After delivering strong results in previous quarters DCB Bank reported disappointing numbers in Q2FY16. Due to higher provisioning and higher tax outgo, PAT fell by 10 per cent & 21 per cent to Rs.36.9 crore y-o-y & q-o-q respectively in Q2FY16.
Even the asset quality marginally worsened as gross non-performing assets increased by 9 per cent, though in percentage terms it was stable at 1.99 per cent on sequential basis.
However, net interest income grew by 27 per cent to Rs.150 crore y-o-y in Q2FY16. Business growth was strong with 27 per cent y-o-y and 7 per cent q-o-q growth in advances and 24 per cent y-o-y and 2 per cent q-o-q growth in deposits during the quarter.
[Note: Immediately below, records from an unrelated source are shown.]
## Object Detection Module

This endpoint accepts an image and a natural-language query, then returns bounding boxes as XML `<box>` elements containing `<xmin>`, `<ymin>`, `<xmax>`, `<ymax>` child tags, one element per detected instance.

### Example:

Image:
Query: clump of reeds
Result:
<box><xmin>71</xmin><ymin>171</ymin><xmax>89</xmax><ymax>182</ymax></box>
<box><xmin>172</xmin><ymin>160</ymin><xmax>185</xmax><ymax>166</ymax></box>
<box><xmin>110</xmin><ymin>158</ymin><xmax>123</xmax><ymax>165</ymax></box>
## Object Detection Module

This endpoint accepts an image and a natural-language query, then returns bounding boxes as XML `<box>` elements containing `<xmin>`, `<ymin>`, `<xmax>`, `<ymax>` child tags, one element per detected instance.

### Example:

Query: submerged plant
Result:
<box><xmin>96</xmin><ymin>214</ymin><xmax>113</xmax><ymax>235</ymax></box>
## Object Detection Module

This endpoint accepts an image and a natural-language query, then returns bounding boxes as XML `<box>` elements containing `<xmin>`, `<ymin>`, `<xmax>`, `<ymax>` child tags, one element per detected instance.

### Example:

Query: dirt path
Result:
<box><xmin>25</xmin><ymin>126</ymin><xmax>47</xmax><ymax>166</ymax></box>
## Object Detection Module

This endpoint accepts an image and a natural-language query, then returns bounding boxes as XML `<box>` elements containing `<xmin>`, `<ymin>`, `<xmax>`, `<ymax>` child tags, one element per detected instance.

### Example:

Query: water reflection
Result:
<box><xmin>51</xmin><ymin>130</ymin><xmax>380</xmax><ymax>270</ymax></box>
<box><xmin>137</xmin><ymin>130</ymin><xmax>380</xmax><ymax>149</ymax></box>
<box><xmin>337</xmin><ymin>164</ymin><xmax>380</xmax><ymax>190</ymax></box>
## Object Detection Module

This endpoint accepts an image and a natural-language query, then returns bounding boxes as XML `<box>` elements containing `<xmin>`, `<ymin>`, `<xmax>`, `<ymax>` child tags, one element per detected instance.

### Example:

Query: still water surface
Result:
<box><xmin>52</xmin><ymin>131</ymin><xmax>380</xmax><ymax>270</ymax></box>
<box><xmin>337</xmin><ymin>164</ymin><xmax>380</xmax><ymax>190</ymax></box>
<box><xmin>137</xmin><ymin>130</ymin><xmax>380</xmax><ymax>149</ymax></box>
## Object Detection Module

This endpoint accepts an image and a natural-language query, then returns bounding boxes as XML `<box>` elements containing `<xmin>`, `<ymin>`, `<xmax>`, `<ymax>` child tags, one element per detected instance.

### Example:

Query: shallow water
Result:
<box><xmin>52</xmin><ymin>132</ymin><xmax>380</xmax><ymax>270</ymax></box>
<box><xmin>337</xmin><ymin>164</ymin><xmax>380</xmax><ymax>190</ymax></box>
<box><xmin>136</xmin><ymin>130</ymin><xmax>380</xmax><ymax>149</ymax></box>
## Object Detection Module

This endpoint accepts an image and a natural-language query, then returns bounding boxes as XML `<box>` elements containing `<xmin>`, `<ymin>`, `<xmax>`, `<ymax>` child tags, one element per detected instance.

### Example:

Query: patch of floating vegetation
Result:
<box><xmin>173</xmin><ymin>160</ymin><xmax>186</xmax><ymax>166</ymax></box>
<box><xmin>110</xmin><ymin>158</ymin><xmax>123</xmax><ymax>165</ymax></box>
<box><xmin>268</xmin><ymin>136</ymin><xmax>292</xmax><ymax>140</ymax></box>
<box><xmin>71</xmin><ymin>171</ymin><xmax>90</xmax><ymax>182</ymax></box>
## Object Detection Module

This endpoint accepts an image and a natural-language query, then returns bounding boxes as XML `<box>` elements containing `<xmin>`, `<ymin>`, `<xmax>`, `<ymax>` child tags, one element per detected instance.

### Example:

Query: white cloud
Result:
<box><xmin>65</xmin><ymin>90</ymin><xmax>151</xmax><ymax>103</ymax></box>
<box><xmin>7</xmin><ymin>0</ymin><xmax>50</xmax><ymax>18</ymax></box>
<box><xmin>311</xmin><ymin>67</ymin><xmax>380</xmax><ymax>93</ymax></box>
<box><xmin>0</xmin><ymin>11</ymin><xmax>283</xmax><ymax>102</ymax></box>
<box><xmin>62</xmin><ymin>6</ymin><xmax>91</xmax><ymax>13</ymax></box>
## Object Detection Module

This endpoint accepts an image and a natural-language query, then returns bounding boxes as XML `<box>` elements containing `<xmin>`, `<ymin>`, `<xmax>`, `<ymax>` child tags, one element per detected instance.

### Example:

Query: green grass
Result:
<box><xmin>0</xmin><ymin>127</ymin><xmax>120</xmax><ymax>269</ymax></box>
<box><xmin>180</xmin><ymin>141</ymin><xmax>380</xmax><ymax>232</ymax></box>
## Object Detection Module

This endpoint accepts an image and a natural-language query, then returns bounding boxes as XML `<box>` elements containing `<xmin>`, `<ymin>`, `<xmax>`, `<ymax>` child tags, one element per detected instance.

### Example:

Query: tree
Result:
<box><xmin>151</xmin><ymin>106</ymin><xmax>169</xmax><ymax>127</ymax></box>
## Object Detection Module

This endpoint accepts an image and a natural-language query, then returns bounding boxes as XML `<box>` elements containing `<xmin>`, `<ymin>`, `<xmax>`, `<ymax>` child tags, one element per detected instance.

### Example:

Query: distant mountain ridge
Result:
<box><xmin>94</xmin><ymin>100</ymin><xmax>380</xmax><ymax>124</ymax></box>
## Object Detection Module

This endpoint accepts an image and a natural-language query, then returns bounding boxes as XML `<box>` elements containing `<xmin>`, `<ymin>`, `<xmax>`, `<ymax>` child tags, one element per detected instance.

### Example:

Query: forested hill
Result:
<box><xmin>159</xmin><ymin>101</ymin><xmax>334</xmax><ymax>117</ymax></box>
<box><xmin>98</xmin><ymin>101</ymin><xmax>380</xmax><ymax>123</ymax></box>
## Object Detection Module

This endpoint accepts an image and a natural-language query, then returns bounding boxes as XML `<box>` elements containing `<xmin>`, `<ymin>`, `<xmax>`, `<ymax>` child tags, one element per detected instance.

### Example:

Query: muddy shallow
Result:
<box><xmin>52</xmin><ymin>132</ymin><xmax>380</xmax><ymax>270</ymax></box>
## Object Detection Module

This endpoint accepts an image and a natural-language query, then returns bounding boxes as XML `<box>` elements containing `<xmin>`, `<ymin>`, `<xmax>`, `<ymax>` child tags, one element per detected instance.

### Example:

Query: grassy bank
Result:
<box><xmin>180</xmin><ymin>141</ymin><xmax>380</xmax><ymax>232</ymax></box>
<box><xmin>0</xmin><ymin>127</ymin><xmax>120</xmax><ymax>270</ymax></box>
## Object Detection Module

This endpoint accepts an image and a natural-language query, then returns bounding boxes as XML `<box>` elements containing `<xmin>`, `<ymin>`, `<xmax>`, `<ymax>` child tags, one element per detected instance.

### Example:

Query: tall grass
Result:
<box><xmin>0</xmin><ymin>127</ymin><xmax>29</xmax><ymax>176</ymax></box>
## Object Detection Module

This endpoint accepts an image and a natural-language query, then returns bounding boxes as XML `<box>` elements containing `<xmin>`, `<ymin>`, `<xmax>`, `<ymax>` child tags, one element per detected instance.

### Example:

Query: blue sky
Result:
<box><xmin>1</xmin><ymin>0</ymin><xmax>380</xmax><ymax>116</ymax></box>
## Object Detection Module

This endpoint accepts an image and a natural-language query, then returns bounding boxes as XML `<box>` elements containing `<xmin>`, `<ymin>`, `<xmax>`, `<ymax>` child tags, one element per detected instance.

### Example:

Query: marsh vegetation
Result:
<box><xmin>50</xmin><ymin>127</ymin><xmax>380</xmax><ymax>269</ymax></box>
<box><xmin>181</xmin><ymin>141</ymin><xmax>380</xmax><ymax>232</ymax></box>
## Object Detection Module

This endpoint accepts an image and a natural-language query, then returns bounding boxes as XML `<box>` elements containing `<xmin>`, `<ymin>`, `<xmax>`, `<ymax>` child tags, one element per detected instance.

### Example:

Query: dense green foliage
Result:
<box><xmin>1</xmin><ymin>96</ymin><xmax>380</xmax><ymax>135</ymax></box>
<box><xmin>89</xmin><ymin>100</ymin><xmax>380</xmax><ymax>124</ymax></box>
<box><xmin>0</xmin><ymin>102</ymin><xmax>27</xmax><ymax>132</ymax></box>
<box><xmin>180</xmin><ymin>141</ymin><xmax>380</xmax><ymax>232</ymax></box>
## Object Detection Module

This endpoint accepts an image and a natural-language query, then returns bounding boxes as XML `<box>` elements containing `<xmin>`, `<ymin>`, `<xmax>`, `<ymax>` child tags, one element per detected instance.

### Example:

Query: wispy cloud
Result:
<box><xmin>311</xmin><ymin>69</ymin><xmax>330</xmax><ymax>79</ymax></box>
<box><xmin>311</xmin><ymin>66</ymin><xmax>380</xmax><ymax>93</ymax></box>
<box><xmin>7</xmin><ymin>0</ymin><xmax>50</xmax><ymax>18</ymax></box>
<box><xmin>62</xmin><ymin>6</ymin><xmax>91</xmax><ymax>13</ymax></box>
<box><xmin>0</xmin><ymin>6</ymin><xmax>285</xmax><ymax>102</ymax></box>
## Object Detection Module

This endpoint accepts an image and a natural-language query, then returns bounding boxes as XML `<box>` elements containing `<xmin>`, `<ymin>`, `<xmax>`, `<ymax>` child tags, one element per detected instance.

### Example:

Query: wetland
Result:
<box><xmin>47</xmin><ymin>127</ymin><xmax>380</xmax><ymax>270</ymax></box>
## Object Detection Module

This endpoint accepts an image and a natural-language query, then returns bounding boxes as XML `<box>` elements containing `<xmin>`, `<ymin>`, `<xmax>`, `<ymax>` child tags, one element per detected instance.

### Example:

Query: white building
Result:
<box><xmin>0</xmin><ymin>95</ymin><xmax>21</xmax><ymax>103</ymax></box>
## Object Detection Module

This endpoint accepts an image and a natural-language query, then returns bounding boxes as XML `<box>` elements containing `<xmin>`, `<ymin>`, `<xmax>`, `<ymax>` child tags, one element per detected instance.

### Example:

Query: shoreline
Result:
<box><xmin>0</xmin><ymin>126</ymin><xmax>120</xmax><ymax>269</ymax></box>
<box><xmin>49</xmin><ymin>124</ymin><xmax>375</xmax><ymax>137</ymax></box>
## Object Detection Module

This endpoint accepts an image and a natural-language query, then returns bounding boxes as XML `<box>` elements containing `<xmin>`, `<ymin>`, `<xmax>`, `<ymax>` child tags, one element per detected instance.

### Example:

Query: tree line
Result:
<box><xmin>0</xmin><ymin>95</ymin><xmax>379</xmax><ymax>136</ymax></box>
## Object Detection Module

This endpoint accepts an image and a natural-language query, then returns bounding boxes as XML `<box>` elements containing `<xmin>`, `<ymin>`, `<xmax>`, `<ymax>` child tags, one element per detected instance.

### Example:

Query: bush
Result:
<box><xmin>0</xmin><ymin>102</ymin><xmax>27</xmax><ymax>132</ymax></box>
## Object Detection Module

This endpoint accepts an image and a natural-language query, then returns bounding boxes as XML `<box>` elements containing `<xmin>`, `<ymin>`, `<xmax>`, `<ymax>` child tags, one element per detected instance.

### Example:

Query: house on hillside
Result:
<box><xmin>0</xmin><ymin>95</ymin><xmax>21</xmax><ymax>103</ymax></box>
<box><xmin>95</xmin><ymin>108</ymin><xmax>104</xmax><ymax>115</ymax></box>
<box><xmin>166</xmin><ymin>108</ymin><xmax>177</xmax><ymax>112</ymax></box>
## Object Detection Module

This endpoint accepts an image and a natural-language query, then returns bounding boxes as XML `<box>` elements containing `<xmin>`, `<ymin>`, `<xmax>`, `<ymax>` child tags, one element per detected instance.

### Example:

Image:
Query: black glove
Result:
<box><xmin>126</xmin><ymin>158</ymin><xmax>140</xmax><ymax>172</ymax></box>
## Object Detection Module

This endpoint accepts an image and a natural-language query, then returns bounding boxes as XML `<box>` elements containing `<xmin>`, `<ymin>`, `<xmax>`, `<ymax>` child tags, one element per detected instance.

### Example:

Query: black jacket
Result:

We had initiated coverage on the stock with ‘buy’ rating at Rs.105 for a target price of Rs.131 which was achieved thereafter. However with change in the business strategy of aggressive branch expansion resulting in lower profitability led to a significant correction in stock price.
We believe the proven track record of the management to deliver results in tough environment going ahead. However, in the near term, we expect the stock to remain range bound and maintain ‘buy’ rating on the stock for revised target of Rs.113 (revised from Rs.159 in Q1FY16).